Institutions and organizations

Front of the original church, now the entrance to the rectory.

The Church of the Most Precious Blood is a Roman Catholic Church located on Mulberry Street between Hester and Canal, though the current entrance is located at 113 Baxter. It was established in 1888, at a time when Italian immigrants in the area were forced  to attend mass in the basements of Irish churches such as the Church of the Transfiguration and St. Patrick Cathedral. The church was closed in 1893 when the Scalabrinian Brothers who constructed the church could no longer afford to maintain it; they had borrowed more than the community could afford. However, the Irish-American church leadership was blamed as it was expected the leadership would have loaned money to stop the foreclosure.

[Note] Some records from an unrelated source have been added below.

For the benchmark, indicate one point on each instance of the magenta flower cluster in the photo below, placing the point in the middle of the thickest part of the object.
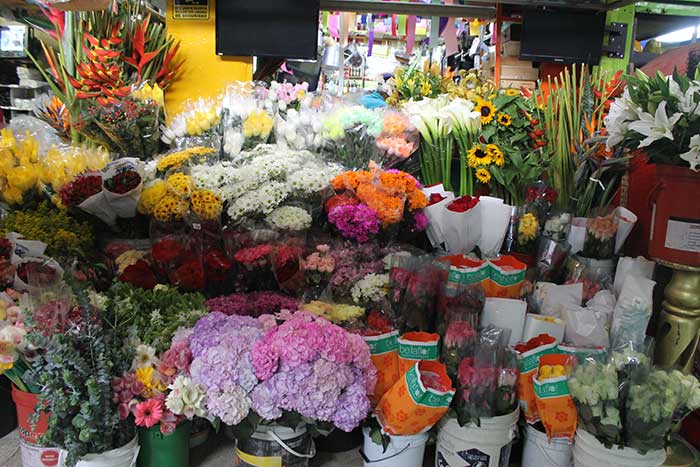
(315, 368)
(355, 221)
(252, 304)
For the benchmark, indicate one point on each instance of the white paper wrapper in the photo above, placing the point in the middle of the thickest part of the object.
(434, 214)
(495, 218)
(22, 286)
(505, 313)
(23, 248)
(551, 299)
(577, 234)
(98, 206)
(632, 312)
(586, 327)
(123, 205)
(462, 230)
(626, 221)
(626, 266)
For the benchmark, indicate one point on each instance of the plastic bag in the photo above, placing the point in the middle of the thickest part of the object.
(554, 403)
(632, 312)
(417, 401)
(626, 266)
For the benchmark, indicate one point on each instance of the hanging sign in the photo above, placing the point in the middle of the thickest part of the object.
(191, 9)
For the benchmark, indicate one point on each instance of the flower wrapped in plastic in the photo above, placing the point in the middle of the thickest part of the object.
(309, 356)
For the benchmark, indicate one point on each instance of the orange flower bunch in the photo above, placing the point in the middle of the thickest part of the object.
(386, 192)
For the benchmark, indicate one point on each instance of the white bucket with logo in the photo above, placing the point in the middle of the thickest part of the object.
(402, 451)
(487, 445)
(589, 452)
(539, 452)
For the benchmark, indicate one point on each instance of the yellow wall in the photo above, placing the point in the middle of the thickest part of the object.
(204, 73)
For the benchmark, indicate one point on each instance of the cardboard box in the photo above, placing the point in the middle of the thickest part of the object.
(520, 73)
(515, 84)
(510, 49)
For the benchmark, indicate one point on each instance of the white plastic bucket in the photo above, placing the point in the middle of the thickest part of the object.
(589, 452)
(403, 451)
(487, 445)
(539, 452)
(124, 456)
(505, 313)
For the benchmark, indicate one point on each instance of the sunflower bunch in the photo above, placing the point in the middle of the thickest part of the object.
(504, 158)
(416, 83)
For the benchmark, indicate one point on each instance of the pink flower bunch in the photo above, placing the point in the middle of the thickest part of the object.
(320, 260)
(312, 367)
(356, 222)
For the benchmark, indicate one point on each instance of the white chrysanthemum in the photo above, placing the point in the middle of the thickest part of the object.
(290, 218)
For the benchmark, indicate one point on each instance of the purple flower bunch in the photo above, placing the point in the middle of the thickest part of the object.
(355, 221)
(252, 304)
(221, 346)
(315, 368)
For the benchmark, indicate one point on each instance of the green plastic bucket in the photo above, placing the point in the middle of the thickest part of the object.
(159, 450)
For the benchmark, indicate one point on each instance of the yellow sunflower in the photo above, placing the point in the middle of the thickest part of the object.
(478, 156)
(483, 175)
(487, 111)
(505, 119)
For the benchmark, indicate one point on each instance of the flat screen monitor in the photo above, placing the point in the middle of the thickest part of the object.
(273, 28)
(13, 40)
(565, 36)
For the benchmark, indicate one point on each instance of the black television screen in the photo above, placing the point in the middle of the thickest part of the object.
(276, 28)
(566, 36)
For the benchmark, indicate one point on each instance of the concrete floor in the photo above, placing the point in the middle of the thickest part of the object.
(217, 452)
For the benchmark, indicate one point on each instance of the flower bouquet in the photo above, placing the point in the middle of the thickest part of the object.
(600, 237)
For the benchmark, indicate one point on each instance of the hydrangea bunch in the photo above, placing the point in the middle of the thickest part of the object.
(221, 347)
(312, 367)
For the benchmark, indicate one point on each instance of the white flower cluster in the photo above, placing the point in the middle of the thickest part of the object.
(261, 180)
(300, 129)
(186, 398)
(291, 218)
(371, 288)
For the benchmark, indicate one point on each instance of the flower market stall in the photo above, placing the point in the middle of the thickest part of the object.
(275, 269)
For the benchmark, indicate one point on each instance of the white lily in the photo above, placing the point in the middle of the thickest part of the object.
(655, 127)
(693, 156)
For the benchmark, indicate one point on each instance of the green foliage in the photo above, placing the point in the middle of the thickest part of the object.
(64, 235)
(151, 316)
(75, 373)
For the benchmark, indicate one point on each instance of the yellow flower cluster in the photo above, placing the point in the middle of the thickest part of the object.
(258, 124)
(149, 93)
(180, 184)
(177, 159)
(206, 204)
(336, 313)
(527, 228)
(552, 371)
(61, 167)
(170, 207)
(201, 121)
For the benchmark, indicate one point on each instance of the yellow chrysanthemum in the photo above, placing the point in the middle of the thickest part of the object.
(478, 156)
(151, 195)
(527, 228)
(180, 184)
(487, 111)
(483, 175)
(505, 119)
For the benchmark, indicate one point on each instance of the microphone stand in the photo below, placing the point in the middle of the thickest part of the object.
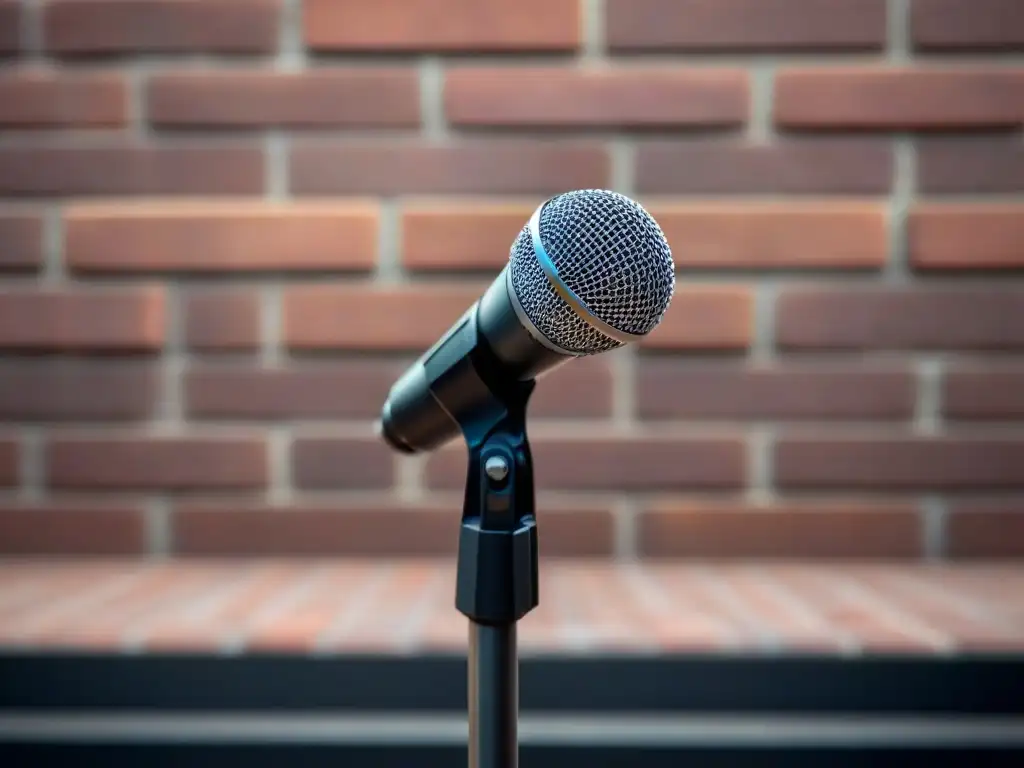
(497, 577)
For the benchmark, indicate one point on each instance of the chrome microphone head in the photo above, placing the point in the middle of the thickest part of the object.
(591, 271)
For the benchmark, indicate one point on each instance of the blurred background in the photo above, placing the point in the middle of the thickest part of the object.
(227, 225)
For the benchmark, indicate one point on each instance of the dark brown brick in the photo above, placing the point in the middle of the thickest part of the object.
(615, 464)
(349, 389)
(348, 98)
(111, 170)
(788, 530)
(9, 462)
(983, 392)
(723, 236)
(111, 27)
(364, 317)
(225, 320)
(986, 530)
(810, 166)
(49, 99)
(168, 464)
(466, 26)
(967, 25)
(10, 26)
(500, 166)
(77, 390)
(967, 237)
(369, 530)
(745, 25)
(899, 463)
(213, 237)
(679, 389)
(901, 318)
(719, 317)
(898, 98)
(569, 96)
(20, 242)
(116, 320)
(321, 463)
(72, 529)
(971, 165)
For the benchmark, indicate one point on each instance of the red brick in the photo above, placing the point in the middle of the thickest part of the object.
(570, 96)
(970, 165)
(967, 25)
(983, 392)
(124, 320)
(442, 26)
(899, 98)
(10, 26)
(680, 389)
(966, 237)
(899, 463)
(349, 389)
(9, 463)
(993, 529)
(128, 169)
(900, 318)
(112, 27)
(77, 390)
(321, 463)
(787, 530)
(706, 317)
(718, 236)
(171, 464)
(348, 98)
(48, 99)
(369, 317)
(460, 236)
(368, 530)
(499, 166)
(615, 464)
(222, 321)
(745, 25)
(212, 237)
(806, 166)
(20, 242)
(72, 529)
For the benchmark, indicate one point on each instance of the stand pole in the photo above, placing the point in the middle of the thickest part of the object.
(497, 578)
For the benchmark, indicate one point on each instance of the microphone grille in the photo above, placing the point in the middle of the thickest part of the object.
(610, 253)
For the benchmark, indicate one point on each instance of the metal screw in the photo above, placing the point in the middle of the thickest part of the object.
(497, 468)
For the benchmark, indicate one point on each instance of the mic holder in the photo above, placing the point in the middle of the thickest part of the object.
(498, 576)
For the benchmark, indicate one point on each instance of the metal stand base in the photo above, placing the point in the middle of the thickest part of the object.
(498, 580)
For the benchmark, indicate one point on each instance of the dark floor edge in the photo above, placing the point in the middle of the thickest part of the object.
(437, 683)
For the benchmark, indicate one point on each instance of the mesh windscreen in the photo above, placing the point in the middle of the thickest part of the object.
(610, 253)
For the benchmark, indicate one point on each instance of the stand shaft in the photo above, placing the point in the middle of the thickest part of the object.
(494, 696)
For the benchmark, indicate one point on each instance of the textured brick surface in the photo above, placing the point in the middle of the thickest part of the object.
(20, 241)
(221, 238)
(467, 26)
(745, 25)
(43, 99)
(227, 226)
(634, 97)
(112, 27)
(356, 98)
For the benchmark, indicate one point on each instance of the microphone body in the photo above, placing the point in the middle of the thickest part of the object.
(589, 272)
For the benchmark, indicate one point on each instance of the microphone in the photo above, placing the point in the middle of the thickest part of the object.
(589, 272)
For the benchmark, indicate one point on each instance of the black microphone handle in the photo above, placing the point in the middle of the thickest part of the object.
(487, 346)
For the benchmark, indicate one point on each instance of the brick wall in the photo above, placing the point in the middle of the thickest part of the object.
(227, 224)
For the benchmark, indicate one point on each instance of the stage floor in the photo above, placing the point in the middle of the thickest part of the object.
(406, 606)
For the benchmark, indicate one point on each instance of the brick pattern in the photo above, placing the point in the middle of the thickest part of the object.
(404, 606)
(226, 226)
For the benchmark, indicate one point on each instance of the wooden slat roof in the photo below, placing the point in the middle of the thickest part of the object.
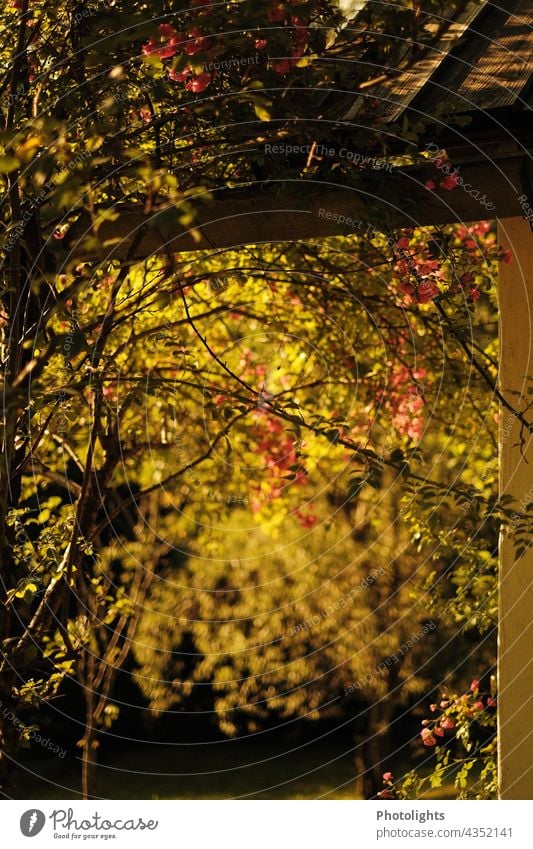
(482, 59)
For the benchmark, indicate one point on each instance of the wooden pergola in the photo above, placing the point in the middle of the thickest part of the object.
(480, 66)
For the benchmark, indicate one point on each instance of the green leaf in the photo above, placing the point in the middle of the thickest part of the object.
(8, 163)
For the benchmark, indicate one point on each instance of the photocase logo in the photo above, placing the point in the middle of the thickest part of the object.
(32, 822)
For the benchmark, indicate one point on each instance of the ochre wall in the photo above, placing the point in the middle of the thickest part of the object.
(516, 478)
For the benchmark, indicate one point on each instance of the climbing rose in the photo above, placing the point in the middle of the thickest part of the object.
(199, 83)
(427, 291)
(428, 738)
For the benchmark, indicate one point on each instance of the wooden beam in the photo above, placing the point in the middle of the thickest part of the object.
(289, 210)
(515, 650)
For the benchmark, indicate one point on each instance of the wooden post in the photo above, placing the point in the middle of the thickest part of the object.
(515, 650)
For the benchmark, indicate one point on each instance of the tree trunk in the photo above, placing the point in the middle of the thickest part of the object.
(90, 738)
(372, 749)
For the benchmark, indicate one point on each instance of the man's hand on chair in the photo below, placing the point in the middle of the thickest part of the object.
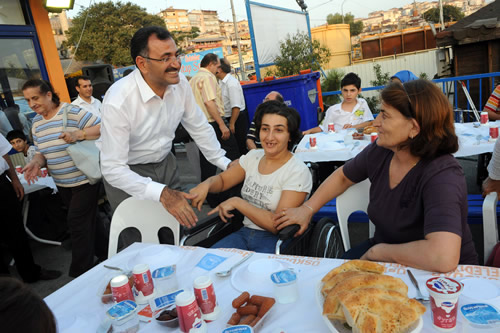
(491, 185)
(176, 203)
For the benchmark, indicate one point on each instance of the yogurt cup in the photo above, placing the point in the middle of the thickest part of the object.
(480, 317)
(124, 317)
(444, 293)
(165, 279)
(285, 286)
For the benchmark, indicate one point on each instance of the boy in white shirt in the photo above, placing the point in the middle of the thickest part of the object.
(353, 112)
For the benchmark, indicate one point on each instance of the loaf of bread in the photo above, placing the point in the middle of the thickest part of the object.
(380, 310)
(355, 265)
(331, 306)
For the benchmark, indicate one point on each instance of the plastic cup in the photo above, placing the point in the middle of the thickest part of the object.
(444, 293)
(285, 286)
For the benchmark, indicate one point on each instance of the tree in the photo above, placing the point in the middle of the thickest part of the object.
(299, 52)
(355, 27)
(450, 13)
(108, 30)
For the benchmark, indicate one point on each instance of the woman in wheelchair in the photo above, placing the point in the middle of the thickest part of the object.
(273, 178)
(418, 193)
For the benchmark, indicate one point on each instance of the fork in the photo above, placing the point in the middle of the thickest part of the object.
(419, 297)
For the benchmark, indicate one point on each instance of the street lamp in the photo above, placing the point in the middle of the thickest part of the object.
(342, 10)
(302, 5)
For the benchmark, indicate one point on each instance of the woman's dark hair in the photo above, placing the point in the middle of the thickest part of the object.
(423, 101)
(291, 115)
(139, 42)
(22, 310)
(16, 134)
(44, 86)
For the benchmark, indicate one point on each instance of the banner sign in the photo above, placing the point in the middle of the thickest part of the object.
(191, 62)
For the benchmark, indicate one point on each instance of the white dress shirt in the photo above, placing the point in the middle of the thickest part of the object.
(232, 95)
(138, 127)
(93, 107)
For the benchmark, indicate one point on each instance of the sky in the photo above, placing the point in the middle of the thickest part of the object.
(318, 9)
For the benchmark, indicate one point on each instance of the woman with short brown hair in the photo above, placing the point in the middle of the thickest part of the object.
(418, 194)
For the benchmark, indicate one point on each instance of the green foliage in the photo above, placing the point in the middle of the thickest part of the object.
(108, 31)
(297, 53)
(450, 13)
(355, 27)
(332, 83)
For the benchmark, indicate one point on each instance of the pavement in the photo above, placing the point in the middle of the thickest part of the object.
(59, 257)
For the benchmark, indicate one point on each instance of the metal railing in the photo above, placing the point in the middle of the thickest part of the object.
(450, 86)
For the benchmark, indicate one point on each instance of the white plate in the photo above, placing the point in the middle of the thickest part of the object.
(336, 325)
(255, 277)
(479, 289)
(155, 256)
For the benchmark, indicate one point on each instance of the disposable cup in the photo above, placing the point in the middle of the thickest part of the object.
(444, 293)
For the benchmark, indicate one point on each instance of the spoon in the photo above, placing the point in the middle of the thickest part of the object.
(228, 272)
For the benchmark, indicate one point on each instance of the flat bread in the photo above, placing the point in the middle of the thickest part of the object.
(379, 310)
(331, 306)
(330, 284)
(355, 265)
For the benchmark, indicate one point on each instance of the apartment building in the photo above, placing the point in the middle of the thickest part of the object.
(176, 19)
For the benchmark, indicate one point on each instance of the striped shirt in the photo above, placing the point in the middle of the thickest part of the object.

The church was eventually put under the care of the Franciscans of the Immaculate Conception Province, who bore most of the financial burden of maintaining the church themselves. As most of the parishioners were from Naples and the surrounding areas, the Feast of San Gennaro because a popular celebration; today, the church is the site of the national shrine of San Gennaro.

Banca Stabile, founded by Francesco Rosario Stabile, was a bank that operated from 1885 to 1932 from 189 Grand Street. It provided full financial services for the Italian immigrants, and it also offered telegraph services, booking steamship passage, import and export services, a notary public, and a post office. It was the “cornerstone of the financial community and the social community.” The building is now addressed 155 Mulberry and has housed the Italian American Museum since 2008.

Figli d’Italia, the Sons of Italy, was first founded on Grand Street on June 22, 1905. Later renamed L’Ordine Figli d’Italia in Amercia, the fraternal organization aimed to help Italian men and women and preserve Italian traditions even as the people became Americanized.